= Jeanne Thomarat =

Jeanne Aline Thomarat (1893 - 1985) was a French-born Canadian outsider artist who lived and worked in Saskatchewan. She is known for her landscape paintings.

==Life==
Jeanne Aline Thomarat was born in Lyon in 1893 and came to Canada in 1905, when she was twelve. She lived near Hafford, Saskatchewan. She returned briefly to France in 1921 where she married Armand Thomarat, a handyman. The couple settled at Duck Lake. She later moved to Rosthern, where she died in 1985.

==Work==
Thomarat began painting in 1952, when she was 59 years old. She painted peaceful landscapes that she remembered from France using oils. She was self-taught and did not desire any formal art training; she considered herself a "primitive" artist.

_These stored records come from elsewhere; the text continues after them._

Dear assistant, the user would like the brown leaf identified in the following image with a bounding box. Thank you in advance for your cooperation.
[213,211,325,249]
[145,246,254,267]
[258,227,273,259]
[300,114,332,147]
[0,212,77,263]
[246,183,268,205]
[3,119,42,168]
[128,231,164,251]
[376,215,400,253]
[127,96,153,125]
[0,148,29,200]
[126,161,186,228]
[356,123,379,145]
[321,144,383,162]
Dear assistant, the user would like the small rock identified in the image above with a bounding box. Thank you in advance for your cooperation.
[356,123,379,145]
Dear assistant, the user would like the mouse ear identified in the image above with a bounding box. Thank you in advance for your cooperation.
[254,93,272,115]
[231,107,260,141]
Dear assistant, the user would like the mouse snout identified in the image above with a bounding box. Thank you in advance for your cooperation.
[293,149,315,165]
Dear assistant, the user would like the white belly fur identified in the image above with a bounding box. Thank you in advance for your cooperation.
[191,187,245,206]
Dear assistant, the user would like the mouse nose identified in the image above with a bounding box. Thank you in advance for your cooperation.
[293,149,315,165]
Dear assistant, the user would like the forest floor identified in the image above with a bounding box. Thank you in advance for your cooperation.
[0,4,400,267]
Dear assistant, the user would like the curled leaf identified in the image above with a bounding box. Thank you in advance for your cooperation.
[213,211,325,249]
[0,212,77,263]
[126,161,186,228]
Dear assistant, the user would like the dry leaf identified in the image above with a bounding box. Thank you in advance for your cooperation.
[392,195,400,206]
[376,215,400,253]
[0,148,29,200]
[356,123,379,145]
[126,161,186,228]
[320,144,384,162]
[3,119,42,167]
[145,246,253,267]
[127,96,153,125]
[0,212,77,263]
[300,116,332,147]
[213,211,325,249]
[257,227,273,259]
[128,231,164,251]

==Collections and exhibits==
Thomarat's work is included in public and private collections, including the National Gallery of Canada, the University of Calgary, the Arts Development Branch of Alberta Community Development and the Saskatchewan Arts Board.

==Recognition==
Thomarat's work was included in the first major exhibit of Saskatchewan folk art, Grassroots Saskatchewan, curated by David Thauberger in 1976. She was featured in a CBC television documentary on folk art in 1979.